As of May 2010, the township had a total of 62.58 mi of roadways, of which 45.73 mi were maintained by the municipality and 16.85 mi by Hunterdon County.

The only major road that passes through the township is County Route 519.

The closest limited access road is Interstate 78/U.S. Route 22 ("Phillipsburg-Newark Expressway") in neighboring Pohatcong Township in Warren County.

==References in fiction==
In the 1984 film The Adventures of Buckaroo Banzai Across the 8th Dimension, Holland Township is the location of the Banzai Institute for Biomedical Research and Strategic Information.

==Notable people==

People who were born in, residents of, or otherwise closely associated with Holland Township include:

- Connie Myers (born 1944), politicians who served in the New Jersey General Assembly from 1996 to 2006, where she represented the 23rd Legislative District

==Landmarks==

The Volendam Windmill Museum is a working mill driven by wind, used for grinding raw grain into flour.

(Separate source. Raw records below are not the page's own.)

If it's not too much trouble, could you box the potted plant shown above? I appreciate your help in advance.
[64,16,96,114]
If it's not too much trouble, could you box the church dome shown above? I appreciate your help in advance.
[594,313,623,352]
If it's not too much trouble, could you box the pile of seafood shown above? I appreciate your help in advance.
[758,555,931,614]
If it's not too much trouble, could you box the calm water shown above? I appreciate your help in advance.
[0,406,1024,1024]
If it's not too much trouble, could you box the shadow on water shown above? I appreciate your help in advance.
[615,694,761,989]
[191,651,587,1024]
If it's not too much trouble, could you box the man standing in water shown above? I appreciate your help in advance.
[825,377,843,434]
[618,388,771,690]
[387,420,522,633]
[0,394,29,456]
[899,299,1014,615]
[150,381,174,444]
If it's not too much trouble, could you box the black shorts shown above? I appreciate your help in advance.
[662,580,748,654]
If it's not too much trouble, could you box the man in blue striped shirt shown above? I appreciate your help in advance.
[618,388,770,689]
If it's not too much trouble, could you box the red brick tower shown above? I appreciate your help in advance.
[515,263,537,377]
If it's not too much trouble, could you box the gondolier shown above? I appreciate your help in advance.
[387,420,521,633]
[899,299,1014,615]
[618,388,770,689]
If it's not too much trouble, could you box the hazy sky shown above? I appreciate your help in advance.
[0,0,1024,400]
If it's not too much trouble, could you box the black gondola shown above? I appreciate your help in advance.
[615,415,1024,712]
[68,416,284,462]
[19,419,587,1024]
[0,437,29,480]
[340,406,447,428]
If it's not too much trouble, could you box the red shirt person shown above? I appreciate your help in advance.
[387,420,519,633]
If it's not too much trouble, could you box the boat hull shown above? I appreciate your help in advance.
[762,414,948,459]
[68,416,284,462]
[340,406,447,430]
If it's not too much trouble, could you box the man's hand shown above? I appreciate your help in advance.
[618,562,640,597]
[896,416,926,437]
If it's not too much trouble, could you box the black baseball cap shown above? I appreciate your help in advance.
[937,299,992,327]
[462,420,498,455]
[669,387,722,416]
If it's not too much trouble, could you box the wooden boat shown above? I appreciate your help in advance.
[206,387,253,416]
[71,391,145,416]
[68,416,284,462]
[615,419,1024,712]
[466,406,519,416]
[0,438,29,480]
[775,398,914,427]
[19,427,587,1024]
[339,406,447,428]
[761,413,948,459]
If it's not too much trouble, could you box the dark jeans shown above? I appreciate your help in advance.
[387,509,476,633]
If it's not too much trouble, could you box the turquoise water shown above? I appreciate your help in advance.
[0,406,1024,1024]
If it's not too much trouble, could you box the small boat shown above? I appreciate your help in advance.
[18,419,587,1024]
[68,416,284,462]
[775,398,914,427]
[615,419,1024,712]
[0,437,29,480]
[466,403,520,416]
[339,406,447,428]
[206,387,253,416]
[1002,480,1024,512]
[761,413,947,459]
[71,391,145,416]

The 60 ft structure is seven stories high with sail arms 68 ft from tip to tip, having been designed and constructed in 1965 by Paul and May Jorgenson, using windmills they had seen in Denmark and the Netherlands as models. The windmill is located on the 127 acres Charlie Brown Christmas Tree Farm, a property that has been preserved, though the windmill itself is not part of the preservation agreement.